Objectives
Racial minorities in the United States have inferior cancer outcomes. For patients with cancer, next generation sequencing (NGS) informs treatment decisions; while NGS use is increasing, it is unclear whether uptake disparities exist. This study investigated changes in racial inequity in NGS testing of cancer patients following the 2014-onwards Medicaid coverage expansion ushered by the Patient Protection and Affordable Care Act (ACA) passage, comparing states with (36/50) and without expanded coverage status.
Methods
Real-world patients with one of 10 cancer types and ≥2 documented visits from 1/1/2011 or 1/1/2013, depending on disease type, through 12/31/2017 in the Flatiron Health EHR-derived database were included in this exploratory retrospective study. Racial inequity was defined as the absolute percent difference in diagnosis-indexed NGS testing rates for black or African-American and white patients diagnosed in the time period.

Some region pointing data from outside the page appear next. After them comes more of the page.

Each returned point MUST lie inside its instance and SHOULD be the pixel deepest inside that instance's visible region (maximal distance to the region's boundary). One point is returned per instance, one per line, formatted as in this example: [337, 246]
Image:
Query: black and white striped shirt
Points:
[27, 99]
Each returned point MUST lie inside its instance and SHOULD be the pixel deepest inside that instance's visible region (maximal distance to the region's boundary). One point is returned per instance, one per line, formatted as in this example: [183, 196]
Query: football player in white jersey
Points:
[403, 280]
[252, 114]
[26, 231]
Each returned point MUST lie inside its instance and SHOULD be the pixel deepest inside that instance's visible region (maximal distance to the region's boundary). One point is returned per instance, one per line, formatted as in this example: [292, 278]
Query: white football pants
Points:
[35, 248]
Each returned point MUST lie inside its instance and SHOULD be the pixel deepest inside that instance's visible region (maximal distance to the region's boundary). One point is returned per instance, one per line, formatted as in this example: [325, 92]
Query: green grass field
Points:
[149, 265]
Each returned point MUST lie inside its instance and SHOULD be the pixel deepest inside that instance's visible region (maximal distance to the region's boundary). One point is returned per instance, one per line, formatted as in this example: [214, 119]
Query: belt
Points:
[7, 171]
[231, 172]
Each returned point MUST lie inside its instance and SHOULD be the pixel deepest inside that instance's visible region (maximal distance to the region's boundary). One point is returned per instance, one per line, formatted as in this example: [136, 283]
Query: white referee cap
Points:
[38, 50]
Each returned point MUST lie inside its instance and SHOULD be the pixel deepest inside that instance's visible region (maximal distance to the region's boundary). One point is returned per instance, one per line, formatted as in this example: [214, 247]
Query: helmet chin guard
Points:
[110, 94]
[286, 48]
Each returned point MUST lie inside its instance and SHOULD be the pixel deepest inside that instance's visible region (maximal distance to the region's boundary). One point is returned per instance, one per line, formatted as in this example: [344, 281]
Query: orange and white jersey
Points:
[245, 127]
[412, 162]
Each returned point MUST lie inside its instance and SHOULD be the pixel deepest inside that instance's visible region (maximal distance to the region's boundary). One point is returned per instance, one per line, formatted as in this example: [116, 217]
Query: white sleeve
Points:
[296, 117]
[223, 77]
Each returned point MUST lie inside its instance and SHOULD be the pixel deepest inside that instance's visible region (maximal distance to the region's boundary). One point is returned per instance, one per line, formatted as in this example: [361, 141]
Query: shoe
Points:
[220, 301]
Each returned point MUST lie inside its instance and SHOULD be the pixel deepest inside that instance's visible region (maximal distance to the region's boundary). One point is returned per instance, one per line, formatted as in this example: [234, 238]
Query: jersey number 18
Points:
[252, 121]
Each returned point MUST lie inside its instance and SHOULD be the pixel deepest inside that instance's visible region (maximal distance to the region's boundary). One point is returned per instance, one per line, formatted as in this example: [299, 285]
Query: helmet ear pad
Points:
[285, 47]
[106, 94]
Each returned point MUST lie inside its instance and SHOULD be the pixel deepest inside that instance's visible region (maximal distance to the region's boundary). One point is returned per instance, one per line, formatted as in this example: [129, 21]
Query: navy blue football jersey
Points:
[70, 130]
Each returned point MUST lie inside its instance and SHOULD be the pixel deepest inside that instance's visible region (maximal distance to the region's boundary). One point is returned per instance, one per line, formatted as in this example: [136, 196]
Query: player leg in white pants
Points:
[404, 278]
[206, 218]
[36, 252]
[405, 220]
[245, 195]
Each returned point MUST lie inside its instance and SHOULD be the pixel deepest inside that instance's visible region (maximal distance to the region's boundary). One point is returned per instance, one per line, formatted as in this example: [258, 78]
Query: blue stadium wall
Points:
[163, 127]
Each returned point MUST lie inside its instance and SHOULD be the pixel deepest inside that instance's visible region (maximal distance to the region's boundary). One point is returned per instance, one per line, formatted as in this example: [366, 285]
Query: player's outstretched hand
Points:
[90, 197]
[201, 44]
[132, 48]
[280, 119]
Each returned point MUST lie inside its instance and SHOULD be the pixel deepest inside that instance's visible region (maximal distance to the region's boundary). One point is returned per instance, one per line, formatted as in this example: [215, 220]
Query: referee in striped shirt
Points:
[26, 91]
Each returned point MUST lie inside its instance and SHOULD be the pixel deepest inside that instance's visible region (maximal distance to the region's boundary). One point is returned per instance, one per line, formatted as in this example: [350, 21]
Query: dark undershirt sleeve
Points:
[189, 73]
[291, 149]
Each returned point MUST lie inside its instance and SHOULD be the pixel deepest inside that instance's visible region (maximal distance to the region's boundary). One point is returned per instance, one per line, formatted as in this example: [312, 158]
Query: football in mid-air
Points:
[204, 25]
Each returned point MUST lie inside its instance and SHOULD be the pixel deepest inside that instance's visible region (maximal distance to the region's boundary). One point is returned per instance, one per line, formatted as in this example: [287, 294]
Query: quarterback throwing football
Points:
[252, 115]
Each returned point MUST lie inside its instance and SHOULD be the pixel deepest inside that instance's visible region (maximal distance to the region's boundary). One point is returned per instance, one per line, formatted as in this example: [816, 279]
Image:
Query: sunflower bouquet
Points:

We compared the absolute percent difference in the pre-period (2011-2013) to the post-period (2014-2016) and to 2017 stratified by state Medicaid expansion status. Analyses were not adjusted for other covariates and potential confounders.
Results
We identified a cohort of 6,220 patients with abstraction-confirmed NGS testing (total N=49,915). Racial inequity in NGS testing use was observed in the pre-period (N=1,232) in Medicaid expansion and non-expansion states (-3.7% and -2.6% respectively). In the post-period (N=3,659), inequity dropped in expansion states (-1.6%) and grew in non-expansion states (-3.1%). Racial inequity in non-expansion states peaked in 2017 (16.9% vs 11.4%; Diff=-5.5%; N=637) while the racial inequity gap closed in expansion states in 2017 (17.6% vs 18.6%; Diff=1.0%; N=692).
Conclusions
This hypothesis-generating study suggests Medicaid expansion may be associated with a reduction in racial inequity of NGS testing in cancer patients. Further research is needed to determine drivers and significance of NGS testing disparities.